Amorphology, Inc. and our work with bulk metallic glass was recently featured in an SAE Media Group article on The Distributed Extreme Environment Drive System (DEEDS) for lunar and deep space exploration. The article shares insights on, “What Is It? What Does it Do? How Does It Work”.
The Distributed Extreme Environment Drive System (DEEDS) is an advanced space-rated avionic and actuation control system that addresses a wide thermal range of operations for harsh environments. This new technology development, undertaken by Motiv Space Systems (Motiv), addresses some of the most stringent environmental requirements of lunar and deep space exploration. It will enable sustained operations for critical systems like lunar rovers, robotics, cranes, offload equipment, ISRU processing equipment, and cargo manipulation systems. DEEDS was funded under NASA’s SBIR ‘Moon to Mars’ Sequential Program and builds on previously established cryogenic operating avionic SBIR-funded technologies that have been successfully commercialized for orbital and lunar lander systems.
SYSTEM CAPABILITIES
DEEDS is made up of a highly capable avionic motion control system that is integrated with a modular mechanical drive system. A first of its kind, Motiv is driving technology maturation through a test and qualification program that will validate a scalable architecture benefitting any of the primary developers of lunar exploration equipment that needs to operate well beyond the typical single lunar cycle mission. DEEDS is intended to show operational thermal cycling lifetimes of greater than five years and become critically infused technology for Artemis and other deep space missions.
DEEDS’ avionics leverage decades of prior JPL/NASA/Industry research dedicated to identifying components that operate at -180°C and tolerate 125°C. Specific families of electronic components demonstrate normal functionality at cryogenic temperatures and allow for integrated systems to meet the functional needs of operating in Permanently Shadowed Regions (PSRs), Mars polar sites, or deep space ocean worlds such as Europa or Enceladus without the reliance upon survival heating. This “built-in resilience” yields savings in power and mass attributed to thermal management systems. Motiv has taken the approach of design for the environment to the extremes by qualifying hardware to sustain and operate through these harsh environments at the core technology level. The design objectives also include utilizing 100 krad components throughout.
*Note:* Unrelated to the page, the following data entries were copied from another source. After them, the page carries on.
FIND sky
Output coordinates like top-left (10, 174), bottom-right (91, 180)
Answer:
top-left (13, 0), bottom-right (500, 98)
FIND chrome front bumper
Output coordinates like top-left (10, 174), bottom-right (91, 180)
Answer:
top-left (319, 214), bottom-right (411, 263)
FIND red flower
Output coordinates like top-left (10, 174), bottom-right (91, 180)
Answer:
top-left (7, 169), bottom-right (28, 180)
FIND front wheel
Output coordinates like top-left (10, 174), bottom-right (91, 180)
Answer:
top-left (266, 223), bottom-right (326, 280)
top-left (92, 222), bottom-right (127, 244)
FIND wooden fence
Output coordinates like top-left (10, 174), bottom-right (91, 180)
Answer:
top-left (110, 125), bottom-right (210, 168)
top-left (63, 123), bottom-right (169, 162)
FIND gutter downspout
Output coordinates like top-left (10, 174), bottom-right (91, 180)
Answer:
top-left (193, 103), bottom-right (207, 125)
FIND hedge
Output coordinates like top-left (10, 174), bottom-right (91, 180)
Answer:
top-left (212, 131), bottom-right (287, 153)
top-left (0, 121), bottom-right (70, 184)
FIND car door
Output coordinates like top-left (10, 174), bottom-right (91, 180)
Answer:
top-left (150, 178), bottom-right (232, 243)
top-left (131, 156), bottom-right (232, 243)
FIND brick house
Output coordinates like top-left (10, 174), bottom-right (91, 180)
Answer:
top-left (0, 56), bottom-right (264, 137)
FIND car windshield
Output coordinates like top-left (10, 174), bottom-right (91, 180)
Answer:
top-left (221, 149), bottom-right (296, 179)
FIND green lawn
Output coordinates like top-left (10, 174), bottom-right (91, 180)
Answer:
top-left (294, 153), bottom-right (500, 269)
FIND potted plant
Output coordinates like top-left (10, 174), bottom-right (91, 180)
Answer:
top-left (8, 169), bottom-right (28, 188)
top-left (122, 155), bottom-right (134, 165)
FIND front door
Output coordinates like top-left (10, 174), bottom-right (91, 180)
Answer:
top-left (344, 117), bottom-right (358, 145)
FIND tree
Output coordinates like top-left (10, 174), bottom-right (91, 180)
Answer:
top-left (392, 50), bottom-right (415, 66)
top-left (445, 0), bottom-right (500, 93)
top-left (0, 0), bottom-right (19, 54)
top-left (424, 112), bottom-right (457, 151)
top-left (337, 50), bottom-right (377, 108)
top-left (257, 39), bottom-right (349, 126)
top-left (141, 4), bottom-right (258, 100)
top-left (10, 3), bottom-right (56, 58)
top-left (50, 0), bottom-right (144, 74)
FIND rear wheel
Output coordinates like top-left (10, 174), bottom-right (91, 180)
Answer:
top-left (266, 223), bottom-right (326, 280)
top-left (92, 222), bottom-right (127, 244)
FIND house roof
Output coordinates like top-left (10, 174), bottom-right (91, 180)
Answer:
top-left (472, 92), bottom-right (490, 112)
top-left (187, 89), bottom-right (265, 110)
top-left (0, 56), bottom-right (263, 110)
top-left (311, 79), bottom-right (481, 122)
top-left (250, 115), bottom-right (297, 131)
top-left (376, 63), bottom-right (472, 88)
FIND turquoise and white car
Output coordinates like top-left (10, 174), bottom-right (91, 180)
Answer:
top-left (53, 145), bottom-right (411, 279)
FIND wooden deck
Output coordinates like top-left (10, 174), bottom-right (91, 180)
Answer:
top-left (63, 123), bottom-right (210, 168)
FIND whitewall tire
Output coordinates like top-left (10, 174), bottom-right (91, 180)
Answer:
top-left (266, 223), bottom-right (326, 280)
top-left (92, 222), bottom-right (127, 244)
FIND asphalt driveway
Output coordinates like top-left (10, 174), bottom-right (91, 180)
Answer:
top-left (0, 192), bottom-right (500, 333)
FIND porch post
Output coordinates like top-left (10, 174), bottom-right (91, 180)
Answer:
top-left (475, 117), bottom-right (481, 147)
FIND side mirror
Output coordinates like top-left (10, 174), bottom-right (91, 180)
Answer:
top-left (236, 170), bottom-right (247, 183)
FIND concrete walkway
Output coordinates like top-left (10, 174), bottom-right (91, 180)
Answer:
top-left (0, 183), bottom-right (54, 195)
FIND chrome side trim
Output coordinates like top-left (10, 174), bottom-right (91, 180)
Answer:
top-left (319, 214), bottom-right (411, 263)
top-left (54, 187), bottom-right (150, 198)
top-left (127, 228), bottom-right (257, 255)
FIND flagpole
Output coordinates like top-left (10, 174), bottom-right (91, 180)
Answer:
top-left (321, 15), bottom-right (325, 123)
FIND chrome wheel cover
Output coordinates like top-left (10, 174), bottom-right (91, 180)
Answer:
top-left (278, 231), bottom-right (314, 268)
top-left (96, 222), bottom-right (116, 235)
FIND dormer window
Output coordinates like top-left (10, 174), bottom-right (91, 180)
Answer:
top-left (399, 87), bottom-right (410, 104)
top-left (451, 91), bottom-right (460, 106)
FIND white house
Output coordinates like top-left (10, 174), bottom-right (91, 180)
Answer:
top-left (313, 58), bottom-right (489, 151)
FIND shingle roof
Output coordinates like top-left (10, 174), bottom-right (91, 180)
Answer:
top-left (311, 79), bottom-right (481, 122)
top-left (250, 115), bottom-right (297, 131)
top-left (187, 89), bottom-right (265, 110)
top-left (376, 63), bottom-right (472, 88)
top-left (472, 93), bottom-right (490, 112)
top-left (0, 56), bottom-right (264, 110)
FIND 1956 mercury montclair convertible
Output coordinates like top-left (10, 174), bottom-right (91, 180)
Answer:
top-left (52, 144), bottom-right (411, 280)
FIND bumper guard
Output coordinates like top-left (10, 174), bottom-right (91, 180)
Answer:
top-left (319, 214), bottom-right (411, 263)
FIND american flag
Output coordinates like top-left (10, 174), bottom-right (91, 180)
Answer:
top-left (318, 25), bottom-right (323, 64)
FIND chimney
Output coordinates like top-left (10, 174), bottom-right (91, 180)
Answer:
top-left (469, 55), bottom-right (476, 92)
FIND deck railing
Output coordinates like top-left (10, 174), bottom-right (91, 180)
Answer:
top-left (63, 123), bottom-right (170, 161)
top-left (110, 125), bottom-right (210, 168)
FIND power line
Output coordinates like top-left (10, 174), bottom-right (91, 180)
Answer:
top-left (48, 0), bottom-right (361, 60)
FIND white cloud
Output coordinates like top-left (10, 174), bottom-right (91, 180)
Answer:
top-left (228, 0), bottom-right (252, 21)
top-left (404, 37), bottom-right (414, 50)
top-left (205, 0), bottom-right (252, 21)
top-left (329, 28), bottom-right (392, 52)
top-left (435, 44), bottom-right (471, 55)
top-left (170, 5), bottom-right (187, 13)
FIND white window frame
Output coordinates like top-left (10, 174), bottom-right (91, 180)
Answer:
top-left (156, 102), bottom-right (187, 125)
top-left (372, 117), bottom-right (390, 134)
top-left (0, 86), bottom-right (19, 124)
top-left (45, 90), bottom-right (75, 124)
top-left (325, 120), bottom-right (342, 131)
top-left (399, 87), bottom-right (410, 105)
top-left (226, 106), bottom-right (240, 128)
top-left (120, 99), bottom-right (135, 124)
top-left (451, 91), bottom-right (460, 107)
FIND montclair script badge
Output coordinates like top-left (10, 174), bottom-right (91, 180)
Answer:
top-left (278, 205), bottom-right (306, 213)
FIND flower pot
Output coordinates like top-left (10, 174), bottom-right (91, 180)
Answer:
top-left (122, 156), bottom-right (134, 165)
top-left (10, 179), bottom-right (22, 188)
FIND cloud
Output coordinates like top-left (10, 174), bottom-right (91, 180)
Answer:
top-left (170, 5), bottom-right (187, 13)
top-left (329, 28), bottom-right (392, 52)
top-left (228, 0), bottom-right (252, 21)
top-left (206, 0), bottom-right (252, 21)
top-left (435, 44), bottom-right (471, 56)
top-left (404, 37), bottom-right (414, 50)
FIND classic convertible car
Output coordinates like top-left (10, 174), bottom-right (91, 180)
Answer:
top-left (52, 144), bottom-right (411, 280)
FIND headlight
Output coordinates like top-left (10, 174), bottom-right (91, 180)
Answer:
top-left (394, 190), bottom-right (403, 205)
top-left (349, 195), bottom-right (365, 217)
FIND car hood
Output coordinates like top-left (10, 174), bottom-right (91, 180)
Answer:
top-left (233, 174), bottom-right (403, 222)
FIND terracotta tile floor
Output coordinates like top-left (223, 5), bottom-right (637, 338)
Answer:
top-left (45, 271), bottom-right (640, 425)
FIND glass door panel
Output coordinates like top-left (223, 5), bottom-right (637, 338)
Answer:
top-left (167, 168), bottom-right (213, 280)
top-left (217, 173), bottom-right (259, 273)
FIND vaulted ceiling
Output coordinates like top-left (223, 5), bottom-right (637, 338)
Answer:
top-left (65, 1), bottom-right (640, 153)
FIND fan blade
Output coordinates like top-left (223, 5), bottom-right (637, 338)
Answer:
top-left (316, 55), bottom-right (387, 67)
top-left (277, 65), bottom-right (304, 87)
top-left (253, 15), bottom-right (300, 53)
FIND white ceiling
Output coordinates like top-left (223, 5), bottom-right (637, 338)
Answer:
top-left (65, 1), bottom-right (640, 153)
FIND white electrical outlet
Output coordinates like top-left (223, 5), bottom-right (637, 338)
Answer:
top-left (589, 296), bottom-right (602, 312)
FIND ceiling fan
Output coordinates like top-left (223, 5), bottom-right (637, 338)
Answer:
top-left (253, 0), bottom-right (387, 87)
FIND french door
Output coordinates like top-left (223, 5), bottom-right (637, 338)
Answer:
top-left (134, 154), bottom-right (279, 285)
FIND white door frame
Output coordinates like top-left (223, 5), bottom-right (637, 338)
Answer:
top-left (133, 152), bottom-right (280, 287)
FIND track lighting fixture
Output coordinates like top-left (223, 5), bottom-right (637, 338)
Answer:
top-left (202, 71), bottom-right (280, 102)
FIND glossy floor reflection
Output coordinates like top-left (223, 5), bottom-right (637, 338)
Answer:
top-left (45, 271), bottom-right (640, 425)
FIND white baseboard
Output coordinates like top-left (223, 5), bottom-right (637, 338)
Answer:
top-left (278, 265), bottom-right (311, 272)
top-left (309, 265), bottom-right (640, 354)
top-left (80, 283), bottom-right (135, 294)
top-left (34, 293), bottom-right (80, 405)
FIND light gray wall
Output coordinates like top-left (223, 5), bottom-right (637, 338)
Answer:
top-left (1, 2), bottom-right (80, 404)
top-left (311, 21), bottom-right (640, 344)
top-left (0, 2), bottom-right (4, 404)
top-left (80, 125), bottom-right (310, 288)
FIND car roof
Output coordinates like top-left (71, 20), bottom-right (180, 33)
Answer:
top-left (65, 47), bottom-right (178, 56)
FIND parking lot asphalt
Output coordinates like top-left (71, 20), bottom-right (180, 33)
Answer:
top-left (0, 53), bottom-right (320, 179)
The capabilities of the DEEDS controller section are significant, with a 28V-120V wide operating input bus voltage range. These voltages span typical spacecraft operational ranges for both robotic and human exploration critical systems. Total current production reaches up to 20A and approaches 2.5 kW of output power. Dual brake controls exist for either power-off systems, which require pull-in capabilities for operation, or power-on brakes used to energize restraint systems when utilized in systems that require active braking, such as human-driven rovers. The controller is also outfitted with dual resolver sensing for fine resolution when operations dictate fine positioning or velocity controls. Finally, the controller supports a variety of commutation schemes as required by the operation serviced.
Operational modes include a closed-loop control schema for velocity and position control. For specific torque control dominated operations, both current control and utilization of locally derived actuator torque sensing are available. The controller also supports motion profiling to execute various user-defined operations.
BULK METALLIC GLASS
In addition to the cryogenic avionic operations, Motiv is leveraging the emergence of Bulk Metallic Glass (BMG) in the construction of the geared torque production system. The actuation system is a scalable, modular component that allows for multiple stages of planetary gearing, a power-off brake (typical for robotic operations), a power-on brake (equivalent to the brake pedal in a vehicle), fine resolution output resolver sensing, and a cryogenic brushless DC motor. This can be adjusted to meet specific output torque production needs as required by varied user applications. Recent developments in BMG materials used in planetary gear systems have shown excellent wear properties with specific alloys. Not only does the material wear well with minimal galling, but gears have been operated cryogenically without the need for lubricants. Demonstrating long-life operations, down to -180°C, through dozens of deep thermal cycles, consistent with a lunar rover mission of 5+ years, is a game-changing achievement.
While configurable to a multitude of operational cases and configurations, the initial DEEDS specification was based upon a popular “corner case” promoted by NASA’s LTV definition. The LTV specification is desirous of a 500 kg rover with a 500 kg payload capacity, >10 kmph traverse, and capabilities for cornering and driving up and down inclines. The extrapolated requirements established the electrical and mechanical requirements for an LTV wheel system supported by the DEEDS architecture.